Are there applications of noncommutative geometry to number theory?

Solution 1:

I know nothing about noncommutative geometry, but I had wondered this exact thing a while ago and found the following answer. It is part of a report from the BIRS Workshop on Noncommutative Geometry held at the Banff International Research Station in April 2003. The full report is available at www.pims.math.ca/birs.

Current applications and connections of noncommutative geometry to number theory can be divided into four categories.

1. The work of Bost and Connes, where they construct a noncommutative dynamical system $(B,\sigma_t)$ with partition function the Riemann zeta function $\zeta(\beta)$, where $\beta$ is the inverse temperature. They show that at the pole $\beta= 1$ there is an spontaneous symmetry breaking. The symmetry group of this system is the group of idèles which is isomorphic to the Galois group $\operatorname{Gal}(\mathbf Q^{ab}/\mathbf Q)$. This gives a natural interpretation of the zeta function as the partition function of a quantum statistical mechanical system. In particular the class field theory isomorphism appears very naturally in this context. This approach has been extended to the Dedekind zeta function of an arbitrary number field by Cohen, Harari-Leichtnam, and Arledge-Raeburn-Laca. All these results concern abelian extensions of number fields and their generalization to non-abelian extensions is still lacking.
2. The work of Connes on the Riemann hypothesis. It starts by producing a conjectural trace formula which refines the Arthur-Selberg trace formula. The main result of this theory states that this trace formula is valid if and only if the Riemann hypothesis is satisfied by all $L$-functions with Grossencharakter on the given number field $k$.
3. The work of Connes and Moscovici on quantum symmetries of the modular Hecke algebras $A(\Gamma)$ where they show that this algebra admits a natural action of the transverse Hopf algebra $\mathcal H_1$. Here $\Gamma$ is a congruence subgroup of $\text{SL}(2,\mathbf Z)$ and the algebra $A(\Gamma)$ is the crossed product of the algebra of modular forms of level $\Gamma$ by the action of the Hecke operators. The action of the generators $X, Y$ and $\delta_n$ of $\mathcal H_1$ corresponds to the Ramanujan operator, to the weight or number operator, and to the action of certain group cocycles on $GL^+(2,\mathbf Q)$, respectively. What is very surprising is that the same Hopf algebra $\mathcal H_1$ also acts naturally on the (noncommutative) transverse space of codimension one foliations.
4. Relations with arithmetic algebraic geometry and Arakelov theory. This is currently being pursued by Consani, Deninger, Manin, Marcolli and others.

Solution 2:

Some of the main people of non-commutative geometry seemed at one time to be working on the field with one element. I cannot be sure about the details of said story, whether there is some connection beyond this coincidence, etc.. But it is something.

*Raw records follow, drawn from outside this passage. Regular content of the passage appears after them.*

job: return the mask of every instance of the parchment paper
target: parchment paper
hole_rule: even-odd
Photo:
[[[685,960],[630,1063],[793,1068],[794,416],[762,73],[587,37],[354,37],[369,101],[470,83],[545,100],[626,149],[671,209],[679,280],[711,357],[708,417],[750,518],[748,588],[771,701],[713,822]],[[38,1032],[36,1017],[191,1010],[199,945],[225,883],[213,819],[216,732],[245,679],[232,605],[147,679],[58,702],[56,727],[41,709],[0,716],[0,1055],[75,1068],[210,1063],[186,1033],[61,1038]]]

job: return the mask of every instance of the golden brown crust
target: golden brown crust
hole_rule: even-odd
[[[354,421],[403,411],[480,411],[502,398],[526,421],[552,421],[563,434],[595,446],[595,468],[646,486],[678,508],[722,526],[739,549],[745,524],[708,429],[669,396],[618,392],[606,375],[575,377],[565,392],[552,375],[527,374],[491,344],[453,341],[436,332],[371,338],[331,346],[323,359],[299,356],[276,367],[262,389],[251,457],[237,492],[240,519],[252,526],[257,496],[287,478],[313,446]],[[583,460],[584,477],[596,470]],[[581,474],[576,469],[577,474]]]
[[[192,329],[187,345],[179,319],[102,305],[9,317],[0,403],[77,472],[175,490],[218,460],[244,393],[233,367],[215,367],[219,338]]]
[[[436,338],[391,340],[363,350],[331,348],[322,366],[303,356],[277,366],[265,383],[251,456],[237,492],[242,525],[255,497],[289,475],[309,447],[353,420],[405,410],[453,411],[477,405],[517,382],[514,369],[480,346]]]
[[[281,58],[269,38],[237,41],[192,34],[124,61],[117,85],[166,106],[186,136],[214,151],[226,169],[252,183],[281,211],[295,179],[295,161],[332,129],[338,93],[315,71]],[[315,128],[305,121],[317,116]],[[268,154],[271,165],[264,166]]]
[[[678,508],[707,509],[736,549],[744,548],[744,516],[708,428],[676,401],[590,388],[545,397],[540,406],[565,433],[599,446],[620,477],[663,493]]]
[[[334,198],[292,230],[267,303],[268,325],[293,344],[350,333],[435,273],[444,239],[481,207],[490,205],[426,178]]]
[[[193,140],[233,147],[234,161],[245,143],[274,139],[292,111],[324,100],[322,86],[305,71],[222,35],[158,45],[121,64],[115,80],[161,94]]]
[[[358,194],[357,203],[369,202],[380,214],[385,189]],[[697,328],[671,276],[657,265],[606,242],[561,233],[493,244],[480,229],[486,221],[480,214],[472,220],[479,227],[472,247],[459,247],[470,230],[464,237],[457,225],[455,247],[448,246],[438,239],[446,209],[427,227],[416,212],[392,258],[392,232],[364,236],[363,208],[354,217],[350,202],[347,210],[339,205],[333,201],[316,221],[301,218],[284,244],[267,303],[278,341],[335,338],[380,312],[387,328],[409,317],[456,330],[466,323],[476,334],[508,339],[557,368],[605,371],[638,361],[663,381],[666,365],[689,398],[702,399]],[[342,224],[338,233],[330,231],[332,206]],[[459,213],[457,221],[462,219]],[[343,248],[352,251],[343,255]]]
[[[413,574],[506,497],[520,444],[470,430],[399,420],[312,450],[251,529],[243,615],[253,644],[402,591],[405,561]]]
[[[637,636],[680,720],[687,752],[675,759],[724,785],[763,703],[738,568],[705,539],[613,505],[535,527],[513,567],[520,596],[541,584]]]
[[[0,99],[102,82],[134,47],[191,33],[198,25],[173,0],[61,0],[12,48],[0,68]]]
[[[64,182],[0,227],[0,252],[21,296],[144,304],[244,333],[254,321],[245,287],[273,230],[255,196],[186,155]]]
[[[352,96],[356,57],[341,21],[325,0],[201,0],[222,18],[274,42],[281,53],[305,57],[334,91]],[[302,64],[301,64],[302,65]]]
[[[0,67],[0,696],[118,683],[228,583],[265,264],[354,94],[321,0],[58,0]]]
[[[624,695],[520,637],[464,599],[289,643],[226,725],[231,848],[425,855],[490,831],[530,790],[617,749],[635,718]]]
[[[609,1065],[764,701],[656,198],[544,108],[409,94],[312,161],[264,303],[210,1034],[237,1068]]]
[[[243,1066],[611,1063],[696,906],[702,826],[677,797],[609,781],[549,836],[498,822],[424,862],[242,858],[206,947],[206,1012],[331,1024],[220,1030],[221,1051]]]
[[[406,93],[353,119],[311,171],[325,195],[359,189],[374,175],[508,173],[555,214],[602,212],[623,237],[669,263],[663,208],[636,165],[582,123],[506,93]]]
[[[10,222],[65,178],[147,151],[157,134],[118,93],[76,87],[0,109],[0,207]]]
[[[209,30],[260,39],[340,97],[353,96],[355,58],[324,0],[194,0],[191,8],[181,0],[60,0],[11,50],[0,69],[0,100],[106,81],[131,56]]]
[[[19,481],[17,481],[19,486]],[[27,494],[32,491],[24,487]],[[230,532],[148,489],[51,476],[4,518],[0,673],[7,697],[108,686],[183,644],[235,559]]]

Fundamentally, the application of algebraic geometry to number theory consists of solving diophantine equations. These are ``commutative'' equations, by default. Can you imagine a noncommutative diophantine equation to make sense so easily? So if noncommutative geometry is applied into number theory, this simplistic/naive way of thinking may not apply. Maybe things like field with one element are deeper stuff, with some hopes in far future to merge NT and NCG.

There seems to be some potential links in other ways too; but my understanding is a bit hazy and I am not sure enough about those stuff to put it in writing definitively here. Maybe other better experts will come forward.